A Cannes 76 è arrivato l’uragano Martin Scorsese: il suo nuovo film Killers of the Flower Moon, realizzato per Apple TV+ e che approderà nelle sale italiane il 19 ottobre con 01 Distribution – dopo il passaggio Fuori Concorso sulla Croisette -, in contemporanea con l’uscita mondiale, è un crime epico basato su una storia vera: una sequenza di omicidi brutali, e misteriosi, nota con il nome di “regno del terrore”, che insanguinarono la nazione Osage negli anni ’20. Nel cast del film, tratto dall’acclamato, omonimo best seller di David Grann, oltre ai protagonisti assoluti Robert De Niro e Leonardo DiCaprio, anche Jesse Plemons, Lily Gladstone e Brendan Fraser, fresco vincitore dell’Oscar per The Whale.
Nel film vediamo come, all’inizio del XX secolo, la scoperta del petrolio trasformò l’esistenza degli Osage, che diventarono da un giorno all’altro immensamente ricchi. L’improvviso benessere di questi nativi americani attirò l’interesse dei bianchi, che iniziarono a manipolare, estorcere e sottrarre con l’inganno i beni degli Osage fino a ricorrere all’omicidio.

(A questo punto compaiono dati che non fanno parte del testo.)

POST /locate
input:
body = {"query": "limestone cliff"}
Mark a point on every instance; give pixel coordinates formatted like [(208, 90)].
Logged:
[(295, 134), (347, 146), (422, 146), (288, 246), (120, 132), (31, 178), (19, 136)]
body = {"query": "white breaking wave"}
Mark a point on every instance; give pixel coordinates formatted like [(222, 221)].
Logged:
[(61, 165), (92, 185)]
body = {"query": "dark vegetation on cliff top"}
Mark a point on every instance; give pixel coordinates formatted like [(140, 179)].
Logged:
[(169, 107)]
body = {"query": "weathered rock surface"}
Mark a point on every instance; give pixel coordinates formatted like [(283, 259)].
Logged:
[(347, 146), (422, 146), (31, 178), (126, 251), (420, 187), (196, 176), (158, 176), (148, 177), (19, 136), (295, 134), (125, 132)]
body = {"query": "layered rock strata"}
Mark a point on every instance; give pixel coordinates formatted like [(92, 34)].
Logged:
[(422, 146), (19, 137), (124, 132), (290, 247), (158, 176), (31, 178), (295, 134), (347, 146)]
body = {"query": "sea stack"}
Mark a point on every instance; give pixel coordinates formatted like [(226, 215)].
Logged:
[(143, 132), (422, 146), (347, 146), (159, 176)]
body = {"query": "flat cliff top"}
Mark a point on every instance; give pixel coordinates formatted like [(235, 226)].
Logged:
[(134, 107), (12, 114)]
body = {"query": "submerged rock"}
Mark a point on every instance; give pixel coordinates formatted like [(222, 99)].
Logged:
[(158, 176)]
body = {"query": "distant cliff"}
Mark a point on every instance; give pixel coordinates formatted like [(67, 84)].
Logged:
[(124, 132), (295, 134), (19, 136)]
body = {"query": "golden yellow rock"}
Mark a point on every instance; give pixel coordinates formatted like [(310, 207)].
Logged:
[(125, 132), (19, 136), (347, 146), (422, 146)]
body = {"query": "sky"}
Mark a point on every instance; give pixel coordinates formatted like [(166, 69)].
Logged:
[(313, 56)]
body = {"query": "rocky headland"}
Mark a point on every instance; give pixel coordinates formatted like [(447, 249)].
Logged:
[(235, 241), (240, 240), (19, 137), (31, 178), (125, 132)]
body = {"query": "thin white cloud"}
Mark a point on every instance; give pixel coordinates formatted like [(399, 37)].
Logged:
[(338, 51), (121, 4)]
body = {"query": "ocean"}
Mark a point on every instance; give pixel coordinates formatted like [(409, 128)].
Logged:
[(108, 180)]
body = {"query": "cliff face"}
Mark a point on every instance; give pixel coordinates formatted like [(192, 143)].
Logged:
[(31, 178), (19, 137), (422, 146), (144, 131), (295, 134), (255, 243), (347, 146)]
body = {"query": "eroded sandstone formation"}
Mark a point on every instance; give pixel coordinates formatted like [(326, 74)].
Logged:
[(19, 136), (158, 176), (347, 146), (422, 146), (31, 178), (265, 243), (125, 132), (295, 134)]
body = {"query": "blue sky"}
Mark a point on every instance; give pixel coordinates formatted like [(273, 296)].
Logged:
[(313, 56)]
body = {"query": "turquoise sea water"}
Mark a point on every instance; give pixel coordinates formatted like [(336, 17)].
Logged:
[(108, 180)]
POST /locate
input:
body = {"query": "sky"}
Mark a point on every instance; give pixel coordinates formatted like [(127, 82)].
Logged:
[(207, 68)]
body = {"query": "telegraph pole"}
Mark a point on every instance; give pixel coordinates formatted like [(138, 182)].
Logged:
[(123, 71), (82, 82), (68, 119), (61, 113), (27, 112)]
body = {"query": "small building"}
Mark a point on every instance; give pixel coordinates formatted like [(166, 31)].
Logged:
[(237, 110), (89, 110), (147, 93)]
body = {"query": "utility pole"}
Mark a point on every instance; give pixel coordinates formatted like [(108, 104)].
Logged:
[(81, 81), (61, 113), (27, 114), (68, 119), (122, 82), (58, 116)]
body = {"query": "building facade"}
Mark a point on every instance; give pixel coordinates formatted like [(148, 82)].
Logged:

Il film è stato accolto in modo trionfale ieri sera, 20 maggio, al Palais di Cannes per la proiezione ufficiale di gala della première mondiale, con una standing ovation della durata di 9 minuti, tra le più lunghe fatte registrare dal festival finora. Scorsese, questa mattina in conferenza stampa, ha parlato di quanto i suoi incontri con i leader degli Osage abbiano influenzato in profondità il suo processo creativo: «Ho capito quando ho sentito quali sono i loro valori sull’amore, il rispetto e l’amore per la terra – e non sto parlando di trasformare ciò in una questione politica. Parlo davvero di come vivere su questo pianeta. Volevo sapere tutto quello che potevo su di loro. È travolgente… Più scoprivo, più volevo inserire nel film».
«Con questa tragedia di amore, fiducia tradita, di criminalità e di morte abbiamo cercato di restituire giustizia alla popolazione degli Osage, i cui valori mi hanno guidato e ispirato, la loro visione del mondo ha accompagnato il processo – ha spiegato il maestro italo-americano -. Un film in cui tutti coloro che ci hanno lavorato hanno messo lavoro e calore. Arriva tutto dal cuore, e sapevo che sarebbe stato molto commovente ricevere la standing ovation che ci hanno tributato alla fine della proiezione, una celebrazione speciale per chi ha subito delle ingiustizie». In conferenza anche l’attuale capo della tribù Osage, che dice: «La nostra gente soffre ancora per quel tradimento, ma posso dire a nome di tutti che Scorsese, il suo cast e la sua crew ci hanno restituito la fiducia e la gioia della vita».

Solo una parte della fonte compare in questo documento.